The primary risks associated with the use of futures contracts are (a) the imperfect correlation between the change in market value of the instruments or indices underlying the futures contracts and the price of the futures contracts; (b) possible lack of a liquid secondary market for a futures contract and the resulting inability to close a futures contract when desired; (c) losses caused by unanticipated market movements, which are potentially unlimited; (d) the investment adviser's inability to predict correctly the direction of securities prices, interest rates, currency exchange rates and other economic factors; and (e) the possibility that the counterparty will default in the performance of its obligations.
If a security sold short increases in price, the Fund may have to cover its short position at a higher price than the short sale price, resulting in a loss.
Repurchase agreements are subject to the risk of failure.

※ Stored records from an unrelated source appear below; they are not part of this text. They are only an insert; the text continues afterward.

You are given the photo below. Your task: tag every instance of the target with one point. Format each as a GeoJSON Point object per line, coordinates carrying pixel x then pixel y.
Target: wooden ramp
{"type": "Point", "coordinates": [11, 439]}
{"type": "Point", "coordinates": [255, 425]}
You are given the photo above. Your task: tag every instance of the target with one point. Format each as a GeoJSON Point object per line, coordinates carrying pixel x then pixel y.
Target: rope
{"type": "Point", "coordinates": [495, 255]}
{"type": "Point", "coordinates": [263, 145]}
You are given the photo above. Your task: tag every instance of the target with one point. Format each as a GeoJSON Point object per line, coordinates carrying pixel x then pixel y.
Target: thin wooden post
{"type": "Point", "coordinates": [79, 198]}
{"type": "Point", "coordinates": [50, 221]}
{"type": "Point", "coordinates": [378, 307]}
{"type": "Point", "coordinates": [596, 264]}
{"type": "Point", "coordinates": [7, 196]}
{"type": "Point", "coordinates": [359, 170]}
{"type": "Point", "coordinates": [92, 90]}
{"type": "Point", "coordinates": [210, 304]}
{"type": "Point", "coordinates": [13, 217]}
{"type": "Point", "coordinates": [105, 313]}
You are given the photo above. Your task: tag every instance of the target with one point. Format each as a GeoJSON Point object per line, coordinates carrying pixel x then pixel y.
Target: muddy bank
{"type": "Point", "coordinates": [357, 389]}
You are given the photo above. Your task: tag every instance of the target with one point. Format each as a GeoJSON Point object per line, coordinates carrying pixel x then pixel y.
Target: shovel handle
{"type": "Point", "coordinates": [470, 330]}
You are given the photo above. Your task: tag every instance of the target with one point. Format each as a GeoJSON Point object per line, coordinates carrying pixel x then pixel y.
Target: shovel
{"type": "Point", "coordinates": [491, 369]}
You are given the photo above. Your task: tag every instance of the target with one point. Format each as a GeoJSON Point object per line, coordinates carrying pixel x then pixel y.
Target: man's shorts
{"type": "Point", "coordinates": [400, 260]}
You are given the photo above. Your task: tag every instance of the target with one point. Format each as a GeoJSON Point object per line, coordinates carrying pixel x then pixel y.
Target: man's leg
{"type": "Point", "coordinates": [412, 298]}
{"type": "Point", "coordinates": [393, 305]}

If the Fund's counterparty defaults on its obligations and the Fund is delayed or prevented from recovering the collateral, or if the value of the collateral is insufficient, the Fund may realize a loss.
Use of leverage can result in additional risk and cost, and can magnify the effect of any losses.
The risks of investing in the Fund are spelled out in the shareholder reports and other regulatory filings.
The information presented is not intended to constitute an investment recommendation for, or advice to, any specific person. By providing this information, First Trust is not undertaking to give advice in any fiduciary capacity within the meaning of ERISA, the Internal Revenue Code or any other regulatory framework. Financial professionals are responsible for evaluating investment risks independently and for exercising independent judgment in determining whether investments are appropriate for their clients.